Tuesday, June 21, 2011
Friday, June 17, 2011
So freshly home from my Turkey/Israel/Jordan trip I have promptly gotten sick and realized how there is absolutely nothing to do at home. In any case, it was an amazing, though frustrating, trip.
We started in Istanbul. On the first day we asked the cab driver to take us to the 'hippodrome' which is an ancient racetrack up by the Blue Mosque and Hagia Sofia. Of course 'hippodrome' really only means race track. So he drove us 30 min outside of the city to the modern racetrack guarded by the Turkish military, and then kicks us out of the car. That was a fun one to fix, but making your getting lost mistakes in the beginning always kind of takes the pressure off. In any case we eventually made it to all the big beautiful places. Blue Mosque and Hagia Sofia included.
Istanbul is laid out in a particular way so that every selling the same thing is on the same street or in the same neighborhood. So you end up with a whole hillside full of plumbing equipment, and a street full of LEDs, an entire shop selling soldering irons.
I went to visit my old physics teacher who now lives in Bahcesehir. I got to meet a lot of really cool boys who are at the school he works at, one of them will be an incoming freshman at MIT next year, andone of them won the Turkish National Science Competition.
He then introduced us to his friend in the Grand Bazaar, so no one tried to steal our money, and we got good deals, and we also got to go into his workshop and see the guys to do the copper carving for
his lamps, which are really beautiful.
After Turkey we proceeded to Israel. We were staying in Tel Aviv, which is a much less religious city, and it is on the beach, and it was wonderful. We did visit Jerusalem and saw my orthodox cousin, who is 18 and is 100% sent on being married within the year and having a million children, so it was really interesting to talk to her.
While we were in Israel we also wen't to Jordan for a little while.

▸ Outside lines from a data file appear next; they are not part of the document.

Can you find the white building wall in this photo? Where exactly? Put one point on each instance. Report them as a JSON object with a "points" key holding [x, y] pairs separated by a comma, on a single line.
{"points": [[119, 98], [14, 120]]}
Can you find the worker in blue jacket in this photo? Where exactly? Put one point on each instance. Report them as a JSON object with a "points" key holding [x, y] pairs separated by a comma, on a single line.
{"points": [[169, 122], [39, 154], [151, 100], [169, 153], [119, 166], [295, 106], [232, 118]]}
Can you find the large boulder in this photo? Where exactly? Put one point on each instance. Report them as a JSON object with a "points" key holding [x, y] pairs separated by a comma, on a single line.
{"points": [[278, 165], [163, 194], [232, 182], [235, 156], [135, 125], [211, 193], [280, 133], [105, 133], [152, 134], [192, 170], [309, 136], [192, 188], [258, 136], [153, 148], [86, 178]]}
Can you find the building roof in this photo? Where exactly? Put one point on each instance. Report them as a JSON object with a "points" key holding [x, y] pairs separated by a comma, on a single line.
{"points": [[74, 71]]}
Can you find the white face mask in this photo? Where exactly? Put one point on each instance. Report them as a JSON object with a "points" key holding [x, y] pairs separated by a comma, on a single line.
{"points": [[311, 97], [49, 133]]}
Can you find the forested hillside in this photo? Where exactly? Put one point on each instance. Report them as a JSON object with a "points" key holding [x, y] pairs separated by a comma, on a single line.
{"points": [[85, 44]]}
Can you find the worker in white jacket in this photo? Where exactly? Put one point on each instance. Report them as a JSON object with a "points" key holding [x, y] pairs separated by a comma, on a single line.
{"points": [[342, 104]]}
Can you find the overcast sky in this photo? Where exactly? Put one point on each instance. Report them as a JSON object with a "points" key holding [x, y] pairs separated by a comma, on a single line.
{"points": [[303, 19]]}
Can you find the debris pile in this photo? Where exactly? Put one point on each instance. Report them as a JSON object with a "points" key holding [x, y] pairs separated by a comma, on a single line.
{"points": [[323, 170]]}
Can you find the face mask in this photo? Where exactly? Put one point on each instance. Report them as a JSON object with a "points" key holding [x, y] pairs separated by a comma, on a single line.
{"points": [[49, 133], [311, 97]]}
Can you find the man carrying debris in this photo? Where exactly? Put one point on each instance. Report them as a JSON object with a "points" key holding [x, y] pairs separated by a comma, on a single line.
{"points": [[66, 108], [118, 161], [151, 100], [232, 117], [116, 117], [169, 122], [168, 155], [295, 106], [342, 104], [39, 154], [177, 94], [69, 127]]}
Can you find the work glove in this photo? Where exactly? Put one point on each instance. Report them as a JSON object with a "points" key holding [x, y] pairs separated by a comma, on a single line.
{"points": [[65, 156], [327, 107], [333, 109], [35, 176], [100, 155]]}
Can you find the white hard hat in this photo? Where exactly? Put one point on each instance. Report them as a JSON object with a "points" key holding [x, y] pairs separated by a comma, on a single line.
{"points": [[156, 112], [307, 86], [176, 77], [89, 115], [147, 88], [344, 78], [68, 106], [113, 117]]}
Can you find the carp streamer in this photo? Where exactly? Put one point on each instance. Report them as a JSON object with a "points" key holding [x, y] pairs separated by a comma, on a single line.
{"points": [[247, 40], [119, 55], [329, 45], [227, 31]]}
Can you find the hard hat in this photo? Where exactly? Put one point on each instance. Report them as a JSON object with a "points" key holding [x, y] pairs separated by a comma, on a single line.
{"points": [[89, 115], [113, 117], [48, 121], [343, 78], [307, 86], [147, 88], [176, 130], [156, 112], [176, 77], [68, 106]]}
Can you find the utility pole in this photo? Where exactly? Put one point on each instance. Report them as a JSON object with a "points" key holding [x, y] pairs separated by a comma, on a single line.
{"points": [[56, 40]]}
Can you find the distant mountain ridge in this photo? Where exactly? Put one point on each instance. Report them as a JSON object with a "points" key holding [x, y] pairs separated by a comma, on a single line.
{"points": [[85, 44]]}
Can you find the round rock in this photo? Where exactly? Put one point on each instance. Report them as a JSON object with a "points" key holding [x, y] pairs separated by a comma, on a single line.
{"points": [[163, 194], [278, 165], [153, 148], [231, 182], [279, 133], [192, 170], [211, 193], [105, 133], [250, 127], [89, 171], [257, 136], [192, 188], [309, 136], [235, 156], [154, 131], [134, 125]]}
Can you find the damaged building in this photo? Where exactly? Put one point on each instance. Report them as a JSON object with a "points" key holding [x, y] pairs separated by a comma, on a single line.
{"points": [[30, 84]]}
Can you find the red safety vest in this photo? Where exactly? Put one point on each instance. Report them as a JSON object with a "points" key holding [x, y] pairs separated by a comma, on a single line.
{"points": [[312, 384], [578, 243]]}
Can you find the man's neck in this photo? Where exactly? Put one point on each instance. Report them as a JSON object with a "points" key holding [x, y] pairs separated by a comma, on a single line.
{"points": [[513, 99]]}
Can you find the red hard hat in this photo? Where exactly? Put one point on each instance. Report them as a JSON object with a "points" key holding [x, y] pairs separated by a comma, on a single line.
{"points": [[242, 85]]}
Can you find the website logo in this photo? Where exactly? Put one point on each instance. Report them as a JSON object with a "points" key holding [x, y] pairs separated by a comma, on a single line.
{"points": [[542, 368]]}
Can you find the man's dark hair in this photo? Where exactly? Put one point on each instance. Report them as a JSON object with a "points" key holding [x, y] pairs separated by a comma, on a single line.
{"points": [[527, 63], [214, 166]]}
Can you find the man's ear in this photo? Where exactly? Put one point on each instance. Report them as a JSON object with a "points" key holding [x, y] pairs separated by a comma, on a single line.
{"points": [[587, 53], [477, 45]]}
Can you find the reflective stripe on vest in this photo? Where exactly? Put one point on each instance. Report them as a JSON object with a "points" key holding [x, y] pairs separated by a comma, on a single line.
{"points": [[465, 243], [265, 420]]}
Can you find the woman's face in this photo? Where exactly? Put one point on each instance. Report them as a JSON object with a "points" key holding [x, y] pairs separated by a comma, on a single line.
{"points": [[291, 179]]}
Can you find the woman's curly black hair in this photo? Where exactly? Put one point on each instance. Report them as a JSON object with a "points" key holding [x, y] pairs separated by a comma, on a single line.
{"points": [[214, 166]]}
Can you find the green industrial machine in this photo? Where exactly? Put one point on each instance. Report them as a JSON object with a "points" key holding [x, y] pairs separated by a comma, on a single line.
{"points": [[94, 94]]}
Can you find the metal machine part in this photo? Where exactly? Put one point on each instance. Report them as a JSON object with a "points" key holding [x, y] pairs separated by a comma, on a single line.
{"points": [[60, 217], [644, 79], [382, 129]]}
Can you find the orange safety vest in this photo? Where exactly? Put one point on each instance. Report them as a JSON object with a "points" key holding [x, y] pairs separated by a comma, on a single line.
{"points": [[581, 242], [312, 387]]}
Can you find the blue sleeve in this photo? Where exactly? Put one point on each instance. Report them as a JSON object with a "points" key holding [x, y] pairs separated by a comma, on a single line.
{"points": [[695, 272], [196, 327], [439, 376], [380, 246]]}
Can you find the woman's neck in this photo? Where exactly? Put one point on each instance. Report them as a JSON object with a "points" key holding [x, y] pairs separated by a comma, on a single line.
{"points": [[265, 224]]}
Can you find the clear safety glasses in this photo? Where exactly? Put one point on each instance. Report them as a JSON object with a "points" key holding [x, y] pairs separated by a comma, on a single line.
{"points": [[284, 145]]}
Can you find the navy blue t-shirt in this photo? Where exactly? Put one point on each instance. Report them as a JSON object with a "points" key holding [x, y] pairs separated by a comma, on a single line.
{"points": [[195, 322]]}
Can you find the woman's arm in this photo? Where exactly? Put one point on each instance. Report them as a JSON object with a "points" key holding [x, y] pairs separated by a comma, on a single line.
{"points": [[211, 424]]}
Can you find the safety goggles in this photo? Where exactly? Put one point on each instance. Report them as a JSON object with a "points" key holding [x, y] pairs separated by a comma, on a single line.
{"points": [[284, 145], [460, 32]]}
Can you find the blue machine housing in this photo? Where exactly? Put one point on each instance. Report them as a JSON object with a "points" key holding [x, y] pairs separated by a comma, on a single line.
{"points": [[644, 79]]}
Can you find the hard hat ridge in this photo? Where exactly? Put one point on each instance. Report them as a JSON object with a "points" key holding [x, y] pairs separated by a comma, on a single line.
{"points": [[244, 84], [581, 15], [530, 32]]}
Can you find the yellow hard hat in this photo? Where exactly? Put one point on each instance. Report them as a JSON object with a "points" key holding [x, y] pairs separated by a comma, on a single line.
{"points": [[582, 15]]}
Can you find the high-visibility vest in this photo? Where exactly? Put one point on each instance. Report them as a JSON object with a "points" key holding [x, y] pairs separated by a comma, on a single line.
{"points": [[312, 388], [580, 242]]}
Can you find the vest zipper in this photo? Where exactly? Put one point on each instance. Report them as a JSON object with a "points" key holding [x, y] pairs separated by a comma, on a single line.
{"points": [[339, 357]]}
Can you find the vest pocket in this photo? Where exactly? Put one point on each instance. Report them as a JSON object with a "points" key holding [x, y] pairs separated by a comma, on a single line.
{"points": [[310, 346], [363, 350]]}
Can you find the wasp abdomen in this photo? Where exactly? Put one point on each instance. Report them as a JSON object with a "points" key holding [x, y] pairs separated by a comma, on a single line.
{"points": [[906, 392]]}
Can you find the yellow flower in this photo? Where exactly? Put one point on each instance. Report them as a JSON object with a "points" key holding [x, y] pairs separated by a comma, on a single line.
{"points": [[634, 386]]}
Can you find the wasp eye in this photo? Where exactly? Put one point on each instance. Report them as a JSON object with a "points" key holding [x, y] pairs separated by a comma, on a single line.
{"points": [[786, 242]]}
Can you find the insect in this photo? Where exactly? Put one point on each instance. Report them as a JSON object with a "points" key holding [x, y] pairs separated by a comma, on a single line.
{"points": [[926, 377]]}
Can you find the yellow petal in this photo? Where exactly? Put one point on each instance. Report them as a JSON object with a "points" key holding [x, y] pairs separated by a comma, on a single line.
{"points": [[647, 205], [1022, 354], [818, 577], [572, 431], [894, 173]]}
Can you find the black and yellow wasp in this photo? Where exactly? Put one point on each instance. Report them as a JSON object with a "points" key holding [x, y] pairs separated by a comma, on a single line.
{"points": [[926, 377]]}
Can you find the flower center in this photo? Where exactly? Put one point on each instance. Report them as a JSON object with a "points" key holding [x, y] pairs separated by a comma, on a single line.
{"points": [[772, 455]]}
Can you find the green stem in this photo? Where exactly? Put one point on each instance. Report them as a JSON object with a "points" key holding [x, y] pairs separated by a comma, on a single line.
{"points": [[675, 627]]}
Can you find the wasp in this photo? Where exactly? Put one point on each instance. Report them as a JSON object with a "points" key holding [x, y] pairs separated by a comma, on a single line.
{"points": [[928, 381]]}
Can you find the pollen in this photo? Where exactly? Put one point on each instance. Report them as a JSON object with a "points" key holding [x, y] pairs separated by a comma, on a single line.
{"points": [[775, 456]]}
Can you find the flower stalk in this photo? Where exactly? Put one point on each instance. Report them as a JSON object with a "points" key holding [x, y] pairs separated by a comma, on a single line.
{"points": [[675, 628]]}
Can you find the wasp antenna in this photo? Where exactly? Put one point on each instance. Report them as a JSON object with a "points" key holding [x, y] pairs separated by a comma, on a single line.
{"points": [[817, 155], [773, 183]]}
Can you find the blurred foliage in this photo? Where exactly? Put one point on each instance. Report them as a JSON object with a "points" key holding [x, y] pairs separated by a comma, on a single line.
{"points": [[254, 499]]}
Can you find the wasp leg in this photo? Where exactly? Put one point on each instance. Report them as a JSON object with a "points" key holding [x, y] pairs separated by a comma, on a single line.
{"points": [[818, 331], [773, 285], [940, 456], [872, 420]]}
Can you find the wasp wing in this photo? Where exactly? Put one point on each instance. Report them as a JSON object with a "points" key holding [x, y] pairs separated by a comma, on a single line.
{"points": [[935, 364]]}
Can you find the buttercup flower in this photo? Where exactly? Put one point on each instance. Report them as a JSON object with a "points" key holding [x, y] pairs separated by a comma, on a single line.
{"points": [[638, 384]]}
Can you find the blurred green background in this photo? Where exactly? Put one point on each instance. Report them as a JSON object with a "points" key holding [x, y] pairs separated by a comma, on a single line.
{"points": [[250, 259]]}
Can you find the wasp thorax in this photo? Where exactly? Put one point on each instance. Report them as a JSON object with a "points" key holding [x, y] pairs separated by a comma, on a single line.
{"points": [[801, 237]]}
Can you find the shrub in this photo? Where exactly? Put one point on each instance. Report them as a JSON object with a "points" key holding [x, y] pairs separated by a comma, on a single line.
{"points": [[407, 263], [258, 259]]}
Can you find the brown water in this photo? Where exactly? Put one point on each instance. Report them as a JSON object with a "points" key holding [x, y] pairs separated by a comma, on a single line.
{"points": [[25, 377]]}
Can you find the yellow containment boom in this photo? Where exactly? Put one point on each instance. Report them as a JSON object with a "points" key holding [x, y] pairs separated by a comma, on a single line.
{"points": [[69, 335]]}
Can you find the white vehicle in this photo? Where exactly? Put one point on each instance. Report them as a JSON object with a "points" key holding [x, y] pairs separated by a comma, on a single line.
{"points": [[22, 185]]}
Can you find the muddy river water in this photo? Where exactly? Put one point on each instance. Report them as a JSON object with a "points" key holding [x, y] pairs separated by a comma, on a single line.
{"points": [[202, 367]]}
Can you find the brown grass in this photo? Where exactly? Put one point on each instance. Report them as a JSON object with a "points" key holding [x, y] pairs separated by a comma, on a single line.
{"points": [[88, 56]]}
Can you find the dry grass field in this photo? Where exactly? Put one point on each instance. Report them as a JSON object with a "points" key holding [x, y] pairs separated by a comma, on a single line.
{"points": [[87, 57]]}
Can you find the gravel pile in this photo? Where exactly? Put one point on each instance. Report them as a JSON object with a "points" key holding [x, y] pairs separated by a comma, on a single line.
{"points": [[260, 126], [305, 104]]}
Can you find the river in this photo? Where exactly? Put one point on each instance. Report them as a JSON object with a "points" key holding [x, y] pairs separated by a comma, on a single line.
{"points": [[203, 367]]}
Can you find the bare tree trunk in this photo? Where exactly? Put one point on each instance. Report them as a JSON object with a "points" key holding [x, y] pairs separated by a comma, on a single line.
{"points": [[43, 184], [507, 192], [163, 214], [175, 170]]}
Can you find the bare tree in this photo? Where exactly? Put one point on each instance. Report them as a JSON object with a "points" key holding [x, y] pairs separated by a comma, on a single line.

Jordan is a fascinating place because it is so incredibly different from the western world. The infrastructure basically doesn't exist. There are a lot of bedouins, but nomadic and settled. Jordan has been making a big effort to settle the bedouins, and have been building them houses, which are actually nicer than the tin shacks or unfinished grey brick houses most people live in. In any case we got to go to Petra, which was amazing. Just as amazing as National Geographic wants you to think it is.
Bedouins in the Jordanian Desert: Petra:
Then it was back to Tel Aviv for a week or so, and then 17 hours on airplanes to get home. One of the coolest things about Tel Aviv, though, is all of the street art, its everywhere, and some of it is actually interesting.
Anyway, I'm home now and trying to kill the time until I start working.